Print quality of flexographic printed paperboard related to coating composition and structure

Abstract

Ink transfer and setting influence the achievable print quality and visual appearance. The pressure in the printing nip and the porosity of the substrate regulate the amount of ink that penetrates into a porous coating structure. The purpose of this study was to understand how print quality aspects could be related to ink penetration of water-based flexographic ink into coatings of differently engineered structures: calcium carbonate (GCC) of various particle size distribution (PSD), coatings with different amounts of latex binder, and coatings with various blends of GCC and kaolin.
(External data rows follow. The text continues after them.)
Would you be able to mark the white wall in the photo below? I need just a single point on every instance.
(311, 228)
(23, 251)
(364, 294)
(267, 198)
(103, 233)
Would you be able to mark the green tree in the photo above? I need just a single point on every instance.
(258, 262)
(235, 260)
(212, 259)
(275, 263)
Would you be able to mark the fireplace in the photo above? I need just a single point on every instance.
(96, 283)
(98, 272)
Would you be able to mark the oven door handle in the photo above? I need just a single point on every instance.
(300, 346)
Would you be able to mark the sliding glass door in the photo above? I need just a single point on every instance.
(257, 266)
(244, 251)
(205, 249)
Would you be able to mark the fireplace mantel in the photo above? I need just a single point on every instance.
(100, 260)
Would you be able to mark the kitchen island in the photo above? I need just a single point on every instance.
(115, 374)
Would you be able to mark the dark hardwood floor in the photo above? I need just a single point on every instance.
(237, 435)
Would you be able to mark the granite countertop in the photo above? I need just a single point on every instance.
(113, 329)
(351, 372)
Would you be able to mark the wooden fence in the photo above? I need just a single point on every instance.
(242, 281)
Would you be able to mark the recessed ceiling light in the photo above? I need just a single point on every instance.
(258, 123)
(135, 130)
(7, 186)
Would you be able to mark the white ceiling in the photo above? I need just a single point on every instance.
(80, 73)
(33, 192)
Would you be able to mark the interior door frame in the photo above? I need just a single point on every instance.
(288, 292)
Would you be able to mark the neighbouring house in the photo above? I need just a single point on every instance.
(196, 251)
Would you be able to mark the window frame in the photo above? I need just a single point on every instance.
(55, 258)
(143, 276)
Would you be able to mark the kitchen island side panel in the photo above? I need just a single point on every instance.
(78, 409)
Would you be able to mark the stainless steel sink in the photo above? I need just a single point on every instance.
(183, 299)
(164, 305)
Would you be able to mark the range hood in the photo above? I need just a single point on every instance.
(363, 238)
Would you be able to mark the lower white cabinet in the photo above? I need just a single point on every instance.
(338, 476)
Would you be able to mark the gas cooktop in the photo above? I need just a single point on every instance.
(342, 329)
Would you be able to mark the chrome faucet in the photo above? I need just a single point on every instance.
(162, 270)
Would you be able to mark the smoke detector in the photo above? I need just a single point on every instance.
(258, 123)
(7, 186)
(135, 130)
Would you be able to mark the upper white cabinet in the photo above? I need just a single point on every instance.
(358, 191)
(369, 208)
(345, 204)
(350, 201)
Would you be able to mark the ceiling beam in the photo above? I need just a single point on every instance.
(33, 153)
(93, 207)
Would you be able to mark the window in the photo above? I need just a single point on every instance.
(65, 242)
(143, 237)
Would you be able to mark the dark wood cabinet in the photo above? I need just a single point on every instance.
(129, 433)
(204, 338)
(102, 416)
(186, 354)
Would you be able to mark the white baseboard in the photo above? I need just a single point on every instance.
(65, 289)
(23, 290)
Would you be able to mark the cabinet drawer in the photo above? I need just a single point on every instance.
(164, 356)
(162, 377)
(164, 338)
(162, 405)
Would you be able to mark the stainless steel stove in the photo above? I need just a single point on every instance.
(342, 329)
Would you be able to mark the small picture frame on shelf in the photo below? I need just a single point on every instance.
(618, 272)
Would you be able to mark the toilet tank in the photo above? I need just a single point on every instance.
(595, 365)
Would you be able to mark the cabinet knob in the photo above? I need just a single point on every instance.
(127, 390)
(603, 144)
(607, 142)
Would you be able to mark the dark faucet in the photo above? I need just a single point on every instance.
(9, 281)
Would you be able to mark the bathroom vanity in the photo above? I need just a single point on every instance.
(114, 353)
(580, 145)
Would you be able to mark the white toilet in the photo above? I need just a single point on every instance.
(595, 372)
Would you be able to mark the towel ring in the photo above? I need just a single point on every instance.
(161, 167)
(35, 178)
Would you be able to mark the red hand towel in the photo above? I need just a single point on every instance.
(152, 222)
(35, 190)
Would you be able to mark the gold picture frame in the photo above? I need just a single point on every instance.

Calcium carbonate with broad pigment PSD resulted in a lower print density compared to coatings of narrowly distributed particle sizes. Coatings of larger pore volume and greater dominating pore radius showed a higher amount of z-directional ink penetration. A high ratio of uncovered areas (UCA) could be detected for samples with high amount of latex. However, increased printing force eliminated these artefacts. Increased printing force increased the print density to a higher degree than did a reduced ink viscosity for coatings with pure GCC. For coating layers containing both GCC and kaolin clay, decreased ink viscosity had a stronger impact on the print density than increased printing force. Print density was also affected by ink penetration, suggesting that the optical response is sensitive to the ink-substrate interaction layer. The result presented in this work also suggests that the print gloss decreases with increased amount of penetrated ink due to a higher rate of ink vehicle removal.